И, снова повернувшись к гостье, она начала с ней беседу о новостях дня, и у нее был умный и важный вид взрослой женщины.
Когда девочка решила, что достаточно побеседовала с бабушкиной приятельницей, она поднялась, церемонно простилась и неторопливо двинулась из комнаты.
Обе дамы с восхищением следили за ней, и, когда она вышла, мадам Эйнсворт проговорила:
– Разве я не права?
– Она восхитительна, она прелестна! – горячо подхватила приятельница. – Так умна, так грациозна и мила! Боже, какой фурор произведет она, когда подрастет!
За час до обеда приехали мистер и миссис Эйнсворт со своим багажом: сундуками и корзинами, с Филиппом и «детьми» отца Жозефа. Они прошли в свои комнаты, на третий этаж. Мадам Эйнсворт поместила маленькую наследницу с ее окружением во втором этаже, который всегда занимали сын и невестка. Это совсем не понравилось приехавшей миссис Эйнсворт, и она недовольно вздохнула, поднимаясь на последний этаж, а когда увидела крохотную комнатку, больше похожую на чулан, предназначенную для Филиппа, – многозначительно взглянула на мужа.

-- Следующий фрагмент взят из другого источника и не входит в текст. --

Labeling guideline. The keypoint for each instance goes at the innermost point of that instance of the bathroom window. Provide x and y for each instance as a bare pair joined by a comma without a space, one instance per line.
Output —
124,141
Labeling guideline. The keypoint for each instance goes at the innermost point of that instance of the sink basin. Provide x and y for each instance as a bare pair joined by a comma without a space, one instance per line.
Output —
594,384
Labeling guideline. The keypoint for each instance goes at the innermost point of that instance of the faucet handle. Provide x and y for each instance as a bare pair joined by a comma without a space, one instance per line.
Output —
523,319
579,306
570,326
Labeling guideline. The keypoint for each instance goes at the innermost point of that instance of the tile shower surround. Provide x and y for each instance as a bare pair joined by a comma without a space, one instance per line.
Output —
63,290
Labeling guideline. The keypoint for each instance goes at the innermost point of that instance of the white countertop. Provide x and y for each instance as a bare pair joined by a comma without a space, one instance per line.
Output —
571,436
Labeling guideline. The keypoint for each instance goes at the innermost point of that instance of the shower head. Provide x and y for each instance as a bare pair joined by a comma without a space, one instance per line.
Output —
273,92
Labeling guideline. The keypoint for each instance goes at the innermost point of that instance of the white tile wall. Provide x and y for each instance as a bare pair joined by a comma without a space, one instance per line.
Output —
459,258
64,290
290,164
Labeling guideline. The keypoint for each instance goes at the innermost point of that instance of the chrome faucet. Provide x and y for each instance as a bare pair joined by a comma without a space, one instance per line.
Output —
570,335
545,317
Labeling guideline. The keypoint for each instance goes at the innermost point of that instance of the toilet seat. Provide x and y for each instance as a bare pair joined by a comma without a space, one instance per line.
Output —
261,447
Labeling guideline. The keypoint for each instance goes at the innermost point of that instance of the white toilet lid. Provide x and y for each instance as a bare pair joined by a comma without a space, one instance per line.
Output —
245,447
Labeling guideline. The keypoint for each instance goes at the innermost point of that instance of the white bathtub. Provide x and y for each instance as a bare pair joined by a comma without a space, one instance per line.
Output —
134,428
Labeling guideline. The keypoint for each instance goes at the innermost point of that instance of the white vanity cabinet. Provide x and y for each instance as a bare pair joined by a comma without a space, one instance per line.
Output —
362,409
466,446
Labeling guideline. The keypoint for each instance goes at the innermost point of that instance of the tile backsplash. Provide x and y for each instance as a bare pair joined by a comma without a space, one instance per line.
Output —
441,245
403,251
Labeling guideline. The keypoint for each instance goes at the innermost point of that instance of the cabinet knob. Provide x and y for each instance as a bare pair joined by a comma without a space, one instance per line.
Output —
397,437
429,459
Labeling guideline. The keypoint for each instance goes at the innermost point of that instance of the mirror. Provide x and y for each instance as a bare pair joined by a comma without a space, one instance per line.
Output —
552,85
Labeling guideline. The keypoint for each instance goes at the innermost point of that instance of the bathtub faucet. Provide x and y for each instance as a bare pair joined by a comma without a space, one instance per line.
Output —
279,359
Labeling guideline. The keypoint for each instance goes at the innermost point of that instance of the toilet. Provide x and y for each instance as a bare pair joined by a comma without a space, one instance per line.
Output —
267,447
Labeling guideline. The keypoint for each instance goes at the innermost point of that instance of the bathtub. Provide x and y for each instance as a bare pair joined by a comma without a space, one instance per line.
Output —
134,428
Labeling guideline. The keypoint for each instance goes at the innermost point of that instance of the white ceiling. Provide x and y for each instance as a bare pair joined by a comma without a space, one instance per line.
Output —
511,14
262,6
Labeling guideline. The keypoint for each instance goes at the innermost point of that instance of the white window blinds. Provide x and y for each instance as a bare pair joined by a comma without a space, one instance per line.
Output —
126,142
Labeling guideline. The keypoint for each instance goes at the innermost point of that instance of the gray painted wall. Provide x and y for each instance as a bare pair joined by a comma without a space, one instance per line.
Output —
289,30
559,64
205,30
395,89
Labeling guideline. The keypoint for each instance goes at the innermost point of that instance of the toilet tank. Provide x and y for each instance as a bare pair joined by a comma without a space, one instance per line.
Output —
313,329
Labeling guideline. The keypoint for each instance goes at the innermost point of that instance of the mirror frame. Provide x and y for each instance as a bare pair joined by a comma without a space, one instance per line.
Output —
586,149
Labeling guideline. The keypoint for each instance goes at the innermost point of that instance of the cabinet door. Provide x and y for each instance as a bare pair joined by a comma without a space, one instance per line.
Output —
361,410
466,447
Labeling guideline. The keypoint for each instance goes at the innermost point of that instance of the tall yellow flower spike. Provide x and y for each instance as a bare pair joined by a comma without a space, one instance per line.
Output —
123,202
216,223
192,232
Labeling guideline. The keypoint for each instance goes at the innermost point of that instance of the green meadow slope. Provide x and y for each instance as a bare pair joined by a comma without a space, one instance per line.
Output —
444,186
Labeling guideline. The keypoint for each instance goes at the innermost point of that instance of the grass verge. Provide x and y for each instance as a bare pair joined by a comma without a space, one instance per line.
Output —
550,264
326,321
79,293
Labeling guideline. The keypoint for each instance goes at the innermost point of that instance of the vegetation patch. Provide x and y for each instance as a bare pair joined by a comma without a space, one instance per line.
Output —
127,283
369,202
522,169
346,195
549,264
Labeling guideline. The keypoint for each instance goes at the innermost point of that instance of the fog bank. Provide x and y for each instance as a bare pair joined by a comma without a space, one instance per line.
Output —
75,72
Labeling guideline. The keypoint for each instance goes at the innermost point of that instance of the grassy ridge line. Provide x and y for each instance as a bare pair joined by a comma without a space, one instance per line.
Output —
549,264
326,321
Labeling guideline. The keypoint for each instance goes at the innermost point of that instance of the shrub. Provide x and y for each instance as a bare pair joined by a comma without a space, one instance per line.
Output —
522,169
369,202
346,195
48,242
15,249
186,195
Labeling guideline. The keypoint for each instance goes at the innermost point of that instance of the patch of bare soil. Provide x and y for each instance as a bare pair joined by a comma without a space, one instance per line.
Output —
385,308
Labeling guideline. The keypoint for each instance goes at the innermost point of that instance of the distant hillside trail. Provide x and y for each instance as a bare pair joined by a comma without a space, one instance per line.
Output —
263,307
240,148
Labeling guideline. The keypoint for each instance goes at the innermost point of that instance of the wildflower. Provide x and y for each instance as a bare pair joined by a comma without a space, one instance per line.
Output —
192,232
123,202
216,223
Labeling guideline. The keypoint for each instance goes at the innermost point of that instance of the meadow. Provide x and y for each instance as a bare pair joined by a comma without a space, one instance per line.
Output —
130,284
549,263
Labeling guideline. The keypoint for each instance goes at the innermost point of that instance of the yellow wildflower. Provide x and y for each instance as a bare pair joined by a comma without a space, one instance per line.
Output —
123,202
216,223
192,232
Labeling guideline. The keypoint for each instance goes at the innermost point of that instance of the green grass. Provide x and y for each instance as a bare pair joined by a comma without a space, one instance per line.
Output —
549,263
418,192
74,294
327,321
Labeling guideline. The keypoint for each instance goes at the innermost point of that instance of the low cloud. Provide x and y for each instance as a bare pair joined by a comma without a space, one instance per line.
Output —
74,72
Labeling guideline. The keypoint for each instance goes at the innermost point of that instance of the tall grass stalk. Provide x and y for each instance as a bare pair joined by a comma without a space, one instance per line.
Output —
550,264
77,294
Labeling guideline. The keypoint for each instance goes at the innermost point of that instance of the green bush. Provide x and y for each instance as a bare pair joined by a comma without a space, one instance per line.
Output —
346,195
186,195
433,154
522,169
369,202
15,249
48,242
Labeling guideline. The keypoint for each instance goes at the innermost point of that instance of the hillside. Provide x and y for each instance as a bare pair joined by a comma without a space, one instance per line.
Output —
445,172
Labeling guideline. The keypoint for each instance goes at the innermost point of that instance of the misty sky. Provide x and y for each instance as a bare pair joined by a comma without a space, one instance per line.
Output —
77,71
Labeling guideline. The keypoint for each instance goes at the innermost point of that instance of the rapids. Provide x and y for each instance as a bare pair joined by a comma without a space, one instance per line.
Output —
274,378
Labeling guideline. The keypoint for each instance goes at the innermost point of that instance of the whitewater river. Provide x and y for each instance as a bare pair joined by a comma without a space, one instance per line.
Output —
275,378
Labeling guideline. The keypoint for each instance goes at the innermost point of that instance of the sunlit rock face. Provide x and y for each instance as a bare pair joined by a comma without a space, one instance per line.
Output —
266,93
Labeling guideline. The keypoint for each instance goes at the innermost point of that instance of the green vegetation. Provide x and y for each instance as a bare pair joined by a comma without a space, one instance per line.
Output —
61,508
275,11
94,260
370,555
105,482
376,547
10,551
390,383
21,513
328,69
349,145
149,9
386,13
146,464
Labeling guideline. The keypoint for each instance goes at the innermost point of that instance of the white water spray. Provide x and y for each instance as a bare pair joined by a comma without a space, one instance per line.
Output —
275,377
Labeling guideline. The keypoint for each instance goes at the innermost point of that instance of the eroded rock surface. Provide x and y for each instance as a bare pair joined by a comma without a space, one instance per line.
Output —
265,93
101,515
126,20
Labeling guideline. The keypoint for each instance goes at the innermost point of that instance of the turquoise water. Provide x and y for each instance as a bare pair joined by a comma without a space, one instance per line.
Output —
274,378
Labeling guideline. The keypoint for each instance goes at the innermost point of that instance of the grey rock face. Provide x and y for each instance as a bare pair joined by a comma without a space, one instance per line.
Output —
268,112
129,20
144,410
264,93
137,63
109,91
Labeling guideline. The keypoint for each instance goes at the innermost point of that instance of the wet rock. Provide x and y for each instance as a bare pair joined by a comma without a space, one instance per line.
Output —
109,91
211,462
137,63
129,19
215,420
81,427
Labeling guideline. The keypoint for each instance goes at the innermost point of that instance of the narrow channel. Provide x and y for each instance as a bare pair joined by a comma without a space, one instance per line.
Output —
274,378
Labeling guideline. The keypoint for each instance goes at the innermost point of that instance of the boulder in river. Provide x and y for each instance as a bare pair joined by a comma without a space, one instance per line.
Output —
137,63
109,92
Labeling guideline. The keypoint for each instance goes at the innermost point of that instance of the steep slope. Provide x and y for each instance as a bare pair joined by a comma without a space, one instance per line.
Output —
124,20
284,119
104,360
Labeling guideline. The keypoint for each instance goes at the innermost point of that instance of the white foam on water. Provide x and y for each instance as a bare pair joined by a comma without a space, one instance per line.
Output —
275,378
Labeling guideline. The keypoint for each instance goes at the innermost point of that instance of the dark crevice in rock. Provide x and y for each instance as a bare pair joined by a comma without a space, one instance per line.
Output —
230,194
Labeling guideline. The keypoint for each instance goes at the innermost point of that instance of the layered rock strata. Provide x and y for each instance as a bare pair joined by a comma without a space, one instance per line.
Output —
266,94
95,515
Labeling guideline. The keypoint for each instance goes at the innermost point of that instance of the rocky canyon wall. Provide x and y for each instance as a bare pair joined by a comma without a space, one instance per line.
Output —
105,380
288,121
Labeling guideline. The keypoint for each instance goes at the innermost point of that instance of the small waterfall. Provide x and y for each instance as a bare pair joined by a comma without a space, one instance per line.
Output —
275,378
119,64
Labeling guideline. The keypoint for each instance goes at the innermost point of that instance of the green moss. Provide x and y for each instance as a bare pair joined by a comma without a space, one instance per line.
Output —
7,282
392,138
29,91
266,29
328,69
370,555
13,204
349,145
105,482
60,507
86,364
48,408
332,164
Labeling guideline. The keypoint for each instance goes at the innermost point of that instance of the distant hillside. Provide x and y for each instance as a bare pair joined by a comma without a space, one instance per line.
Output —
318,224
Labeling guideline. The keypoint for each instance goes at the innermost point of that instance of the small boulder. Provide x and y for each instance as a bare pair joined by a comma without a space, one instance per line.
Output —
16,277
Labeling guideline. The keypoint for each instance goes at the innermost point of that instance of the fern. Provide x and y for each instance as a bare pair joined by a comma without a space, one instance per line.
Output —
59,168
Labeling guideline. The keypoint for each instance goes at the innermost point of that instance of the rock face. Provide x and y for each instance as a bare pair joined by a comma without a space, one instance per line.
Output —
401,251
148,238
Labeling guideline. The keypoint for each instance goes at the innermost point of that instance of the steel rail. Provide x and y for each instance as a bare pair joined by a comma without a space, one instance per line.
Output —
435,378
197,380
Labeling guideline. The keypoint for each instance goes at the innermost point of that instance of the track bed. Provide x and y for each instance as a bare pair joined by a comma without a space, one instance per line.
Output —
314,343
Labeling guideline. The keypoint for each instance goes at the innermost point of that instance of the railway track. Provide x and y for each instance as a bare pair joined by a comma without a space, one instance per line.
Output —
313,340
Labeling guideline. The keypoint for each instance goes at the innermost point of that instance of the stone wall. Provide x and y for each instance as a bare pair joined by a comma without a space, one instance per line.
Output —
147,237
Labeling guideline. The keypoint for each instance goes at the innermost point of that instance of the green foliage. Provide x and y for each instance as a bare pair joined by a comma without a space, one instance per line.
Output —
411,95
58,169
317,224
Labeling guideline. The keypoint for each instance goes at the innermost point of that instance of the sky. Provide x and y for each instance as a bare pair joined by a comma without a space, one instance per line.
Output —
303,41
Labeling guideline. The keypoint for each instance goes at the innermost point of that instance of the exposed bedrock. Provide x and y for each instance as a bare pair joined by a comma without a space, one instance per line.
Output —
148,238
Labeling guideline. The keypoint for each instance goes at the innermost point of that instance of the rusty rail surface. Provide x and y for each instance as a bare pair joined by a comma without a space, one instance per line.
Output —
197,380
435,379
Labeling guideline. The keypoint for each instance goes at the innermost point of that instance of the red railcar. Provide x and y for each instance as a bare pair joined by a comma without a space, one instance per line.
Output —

– Это показывает, какой прием ожидает нас, лучше, кажется, отправиться в гостиницу.
– Милая Лаура, матушка никогда не простит нам этого. Отнесемся ко всему с легким сердцем и не будем сводить счеты с матерью за ее нелюбезность. Филиппу будет удобно и здесь, а мне предложенные комнаты нравятся не менее нижних.
– Я боюсь встречи твоей матери с Филиппом, – проговорила Лаура, когда они готовы были сойти к обеду. – Если она отнесется к мальчику холодно, он сразу почувствует это, я заметила – он очень чуток. Обратил ли ты внимание, как он боится всего грубого и неприятного?
– Не тревожься заранее, моя дорогая, – успокаивал жену мистер Эйнсворт. – Предоставь мальчику самому найти путь к ее сердцу – он так мил. Может быть, когда матушка увидит его, и она заметит сходство мальчика с моим братом, когда тот был ребенком. Этим летом, бывало, когда мы гуляли с Филиппом по полям и лесам, я часто чувствовал себя вновь ребенком, до того живо переносил он меня в пору нашего счастливого детства. Ты знаешь, брат Филипп был для матери совершенством, а я – я всегда был в чем-нибудь виноват. – И мистер Эйнсворт вздохнул, вспоминая о случаях несправедливости, которые он простил, но не забыл.